My dad’s health problems may have caught up with him even if my mom hadn’t died. He had heart disease, diabetes, renal failure, and congestive heart failure. Last summer, his heart stopped and he had to be on a ventilator, but he pulled through.
Whether by coincidence or not, his health began to slide further after my mom’s death. He fell in the bathroom and cut his foot, a problem for diabetics like him. When the toes didn’t heal properly, he had to have them amputated.
He joked that he and his toes had had a good run and wondered if the toe fairy would come for a visit.
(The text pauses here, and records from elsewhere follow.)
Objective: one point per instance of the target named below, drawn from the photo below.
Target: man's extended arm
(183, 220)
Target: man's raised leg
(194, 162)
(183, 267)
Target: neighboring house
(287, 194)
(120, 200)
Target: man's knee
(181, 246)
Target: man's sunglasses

My father maintained his humor even on the morning of his death. When my sister called to ask him, “Who’s the best dad in the world?” he responded, “I don’t know, but when you find him, can you have him give me a call so I can get some pointers?”
I can’t help but think about the pain behind that facade—how much he missed my mom, the woman he shared his life with and relied on for more than four decades.
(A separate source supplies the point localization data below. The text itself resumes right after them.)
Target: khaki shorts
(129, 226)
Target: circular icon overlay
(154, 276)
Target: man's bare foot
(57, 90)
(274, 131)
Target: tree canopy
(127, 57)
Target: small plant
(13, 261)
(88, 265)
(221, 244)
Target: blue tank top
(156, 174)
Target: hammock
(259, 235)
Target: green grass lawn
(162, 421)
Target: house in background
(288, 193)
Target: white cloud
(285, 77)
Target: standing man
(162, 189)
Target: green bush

In the end, I was relieved that my sister and I didn’t have to decide whether to disconnect life support, a decision that caused so much anguish and pain in my mom’s final days. My dad died quickly: He went into cardiac arrest and could not be revived. He was 68.
There’s some solace in the idea that my parents are together again. But that doesn’t make this Father’s Day any easier.
I’ll cherish the time with my wife and kids. We’ll probably go for bagels, as we do every weekend, and maybe we’ll head to the Jersey Shore. I wish that I could share the day’s highlights with my dad. I want to tell him that his six-year-old grandson has learned how to play checkers (and is actually decent) and that our three-year-old is building symmetrical Lego spaceships. I want him to know that the baby boy my wife is expecting in November seems to be doing well.
Could I have made more of my time with my parents? Will my children remember them? How I can live a life worthy of their legacy? If I can be as kind and generous a parent as they were, that will be a start.